All of this is then saved to a pkl to be used later.

### Generating Predictions

In [None]:

%%manim -ql -v WARNING predictions 

class predictions(Scene):
    def construct(self):
        # --- Rectangles and Labels ---
        model = Rectangle(height=11, width=6).set_color(GREEN).scale(0.5)
        model_text = Text("Saved Model", font_size=24).move_to(model.get_center())
        model_group = Group(model, model_text).move_to(RIGHT)

        odds = Rectangle(width=9).set_color(RED).scale(0.5)
        odds_text = Text("Today's Odds", font_size=24).move_to(odds.get_center())
        odds_group = Group(odds, odds_text).move_to(LEFT * 4 + UP * 2)

        espn = Rectangle(width=9).set_color(ORANGE).scale(0.5)
        espn_roster = Text("Current Schedule/Roster", font_size=24).move_to(espn.get_center())
        espn_group = Group(espn, espn_roster).move_to(LEFT * 4)

        game_data = Rectangle(width=9).set_color(BLUE).scale(0.5)
        game_data_text = Text("Most Recent Game Data", font_size=24).move_to(game_data.get_center())
        game_data_group = Group(game_data, game_data_text).move_to(LEFT * 4 + DOWN * 2)

        dashboard = Rectangle(height=11, width=6).set_color(YELLOW).scale(0.5)
        dashboard_text = Text("Dashboard", font_size=24).move_to(dashboard.get_center())
        dashboard_group = Group(dashboard, dashboard_text).move_to(RIGHT * 5)

        # --- Show All Boxes ---
        self.play(
            FadeIn(model_group, shift=UP),
            FadeIn(odds_group, shift=LEFT),
            FadeIn(game_data_group, shift=LEFT),
            FadeIn(espn_group, shift=LEFT),
            FadeIn(dashboard_group, shift=RIGHT)
        )

        # --- Create Lines Between Boxes ---
        odds_to_model = Line(odds_group.get_right(), model_group.get_left())
        game_to_model = Line(game_data_group.get_right(), model_group.get_left())
        espn_to_model = Line(espn_group.get_right(), model_group.get_left())
        model_to_dashboard = Line(model_group.get_right(), dashboard_group.get_left())

        self.play(Create(odds_to_model), Create(game_to_model), Create(espn_to_model))
        self.play(Create(model_to_dashboard))

        # --- Create Dots (Inputs) and Animate Them Together ---
        dot1 = Dot(color=WHITE).move_to(odds_to_model.get_start())
        dot2 = Dot(color=WHITE).move_to(game_to_model.get_start())
        dot3 = Dot(color=WHITE).move_to(espn_to_model.get_start())
        self.add(dot1, dot2, dot3)

        self.play(
            MoveAlongPath(dot1, odds_to_model),
            MoveAlongPath(dot2, game_to_model),
            MoveAlongPath(dot3, espn_to_model),
            run_time=1
        )

        # --- Output Dot from Model to Dashboard ---
        dot4 = Dot(color=WHITE).move_to(model_to_dashboard.get_start())
        self.add(dot4)
        self.play(MoveAlongPath(dot4, model_to_dashboard), run_time=1)

        self.wait(10)


This then culminates into our predictions script.

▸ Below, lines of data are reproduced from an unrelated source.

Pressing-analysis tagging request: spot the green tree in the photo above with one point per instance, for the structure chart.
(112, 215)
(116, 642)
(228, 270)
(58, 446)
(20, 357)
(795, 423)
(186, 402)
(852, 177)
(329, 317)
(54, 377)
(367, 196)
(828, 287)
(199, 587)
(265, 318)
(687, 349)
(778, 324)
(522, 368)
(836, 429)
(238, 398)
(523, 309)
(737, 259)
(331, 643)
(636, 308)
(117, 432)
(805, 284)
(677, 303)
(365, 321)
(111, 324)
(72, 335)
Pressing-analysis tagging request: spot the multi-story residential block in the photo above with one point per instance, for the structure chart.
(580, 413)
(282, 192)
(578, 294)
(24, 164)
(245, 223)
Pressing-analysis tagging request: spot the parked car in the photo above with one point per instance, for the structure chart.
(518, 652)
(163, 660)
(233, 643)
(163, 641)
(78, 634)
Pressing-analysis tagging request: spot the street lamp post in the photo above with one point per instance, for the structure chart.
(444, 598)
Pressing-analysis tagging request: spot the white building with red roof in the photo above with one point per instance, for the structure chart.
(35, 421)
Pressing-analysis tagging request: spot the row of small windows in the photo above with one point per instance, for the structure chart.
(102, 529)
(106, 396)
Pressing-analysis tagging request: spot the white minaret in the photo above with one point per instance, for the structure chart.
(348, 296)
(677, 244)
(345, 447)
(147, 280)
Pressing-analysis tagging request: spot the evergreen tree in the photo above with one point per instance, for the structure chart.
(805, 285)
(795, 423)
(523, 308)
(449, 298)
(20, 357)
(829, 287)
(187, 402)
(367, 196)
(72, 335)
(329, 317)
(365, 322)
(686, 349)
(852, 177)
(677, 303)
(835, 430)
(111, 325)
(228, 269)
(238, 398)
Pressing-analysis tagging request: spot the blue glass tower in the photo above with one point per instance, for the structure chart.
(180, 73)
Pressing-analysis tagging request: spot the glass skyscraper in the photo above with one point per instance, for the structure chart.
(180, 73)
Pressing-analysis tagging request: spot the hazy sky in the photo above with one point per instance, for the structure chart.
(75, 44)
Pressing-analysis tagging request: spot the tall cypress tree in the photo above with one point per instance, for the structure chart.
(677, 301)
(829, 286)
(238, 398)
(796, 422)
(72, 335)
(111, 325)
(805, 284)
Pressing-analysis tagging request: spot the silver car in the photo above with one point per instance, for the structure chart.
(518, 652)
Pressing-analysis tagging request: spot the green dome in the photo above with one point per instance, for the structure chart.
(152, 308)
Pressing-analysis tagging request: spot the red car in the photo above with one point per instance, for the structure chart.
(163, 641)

This runs after we collect the odds every day. 

We pull in the current games for that day and then to pull in that days schedule. We then pull in the data necessary to run our models.

We then pull in the odds for that day and filter our data down to the players necessary. We then run this data through the model.

The model then uploads these predictions to the dashboard for users to observe and use for their bets that day.